Par | 02 Octobre 2024 | reading-duration 15 minutes

La décision est inédite : pour la première fois depuis 2011, des milliers* d’observateurs issus de plusieurs associations tunisiennes se sont vus refuser leur accréditation de la part de l’Instance supérieure indépendante pour les élections (ISIE). Un communiqué, publié le 9 septembre sur sa page Facebook , invoque le motif de l’ingérence, expliquant que “certaines associations reçoivent des financements étrangers suspects”.

Sans l’accord de l’ISIE, impossible de surveiller le processus électoral, que ce soit le jour du scrutin ou en amont. Dès le mois de juillet pourtant, près d’une dizaine d’associations expriment leur intention d’observer la présidentielle du 6 octobre, dont des structures reconnues comme I Watch et Mourakiboun, toutes deux fondées en 2011. Des associations “ayant acquis une expérience absolument essentielle et crédible”, selon Kamel Jendoubi, président de l’ISIE de 2011 à 2014. 

“Contrairement à d’autres associations qui n’ont toujours pas eu de retour, nous avons été les premiers à recevoir un refus écrit”, confie Souhaieb Ferchichi, membre de l'équipe exécutive d’I Watch. Pour la présidentielle, l’organisation souhaitait “assurer l’observation sur tout le territoire tunisien” grâce à ses volontaires ainsi que les membres d’associations partenaires. Quant aux autres réseaux d’observateurs, l’absence de réponse suffit déjà pour entraîner une mise à l’écart des préparatifs de l’élection, alors que la campagne a débuté le 14 septembre, que les listes électorales sont en train d’être imprimées et que le matériel de vote est acheminé vers les circonscriptions de l’étranger.

"Nous avons écrit trois fois à l’ISIE pour recevoir une justification de son avis selon lequel nous n’étions pas neutre”, déplore Souhaieb Ferchichi, “et nous n’avons pas reçu de réponse à ce jour.”

Kamel Jendoubi rappelle que “l’observation électorale concerne les observateurs nationaux, mais aussi étrangers, ainsi que les journalistes”. Or, en plus d’un net recul de la liberté de la presse en Tunisie*, ces derniers mois ont aussi été marqués par l’absence de certaines délégations d’observation étrangères, notamment les missions de l’Union Européenne. À quelques jours de l’élection présidentielle, c’est donc l’ensemble des acteurs de l’observation électorale qui sont donc entravés.

Depuis 2011, une tradition de l’observation électorale

Après la révolution, l’observation électorale a pris une place centrale dans la vie politique tunisienne. “C’est un critère absolument important pour mesurer la légitimité des élections”, explique Kamel Jendoubi, qui tient à souligner que les observateurs doivent être mobilisés “pas uniquement le jour du scrutin, mais durant toutes les phases”, c’est à dire de la mise à jour des listes électorales à l’élection à proprement parler, en passant par l’annonce des candidatures ou encore la phase de campagne.

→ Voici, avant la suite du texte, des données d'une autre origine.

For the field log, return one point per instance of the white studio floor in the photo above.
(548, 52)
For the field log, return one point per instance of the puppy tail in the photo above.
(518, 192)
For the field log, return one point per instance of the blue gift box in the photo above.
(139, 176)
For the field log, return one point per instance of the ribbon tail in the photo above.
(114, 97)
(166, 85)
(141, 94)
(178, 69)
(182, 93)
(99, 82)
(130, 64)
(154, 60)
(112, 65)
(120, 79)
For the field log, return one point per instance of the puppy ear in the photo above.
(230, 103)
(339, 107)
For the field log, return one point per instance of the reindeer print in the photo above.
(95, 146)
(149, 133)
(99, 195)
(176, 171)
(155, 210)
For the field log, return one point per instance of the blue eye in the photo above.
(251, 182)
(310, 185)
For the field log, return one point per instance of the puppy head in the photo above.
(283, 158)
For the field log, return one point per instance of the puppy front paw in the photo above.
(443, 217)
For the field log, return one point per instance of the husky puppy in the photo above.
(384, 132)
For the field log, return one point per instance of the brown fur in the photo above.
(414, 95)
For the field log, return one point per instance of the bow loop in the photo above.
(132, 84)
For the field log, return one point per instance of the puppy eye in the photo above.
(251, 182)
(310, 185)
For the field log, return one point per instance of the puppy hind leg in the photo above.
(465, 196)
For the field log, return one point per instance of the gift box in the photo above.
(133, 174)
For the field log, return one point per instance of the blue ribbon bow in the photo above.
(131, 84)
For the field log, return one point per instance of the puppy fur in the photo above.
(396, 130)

Kamel Jendoubi explique que la nécessité de garantir un cadre d’observation électorale “était notre conviction dès le départ, en tant que première ISIE, et nous y avons veillé sur la base du mandat donné par la Haute instance*”.

Selon lui, en 2011, près de “2000 journalistes, dont 600 étrangers” avaient été accrédité·es par l’ISIE pour couvrir les élections constituantes. La même année, I Watch et Mourakiboun déploient pour la première fois un réseau d’observateurs citoyens sur l’ensemble du territoire national. “Depuis, notre expertise s’est améliorée”, affirme Souhaieb Ferchichi.

“Les premières observations, c’était seulement le jour du vote, puis petit à petit ça s’est étalé sur tout le processus électoral”, explique Souhaieb Ferchichi, “on suivait les candidats en campagne, on faisait du monitoring sur les réseaux…”

Parallèlement, des délégations étrangères ont pour la première fois pu déployer des dispositifs de grande ampleur en Tunisie. Comme I Watch, les observateurs de l’UE étaient aussi présents pour toutes les élections entre 2011 et 2022.

Déployées sur tous les continents, les missions d’observation de l’UE sont présidées par un·e député·e européen·ne et intègrent à la fois des membres du Parlement européen et des expert·es du Service extérieur*, qui assurent pour certain·es une présence jusqu’à plusieurs mois avant et après le scrutin. “La Tunisie faisait partie des pays prioritaires pour notre programme d’observation”, explique un député européen ayant déjà participé à des missions dans le pays.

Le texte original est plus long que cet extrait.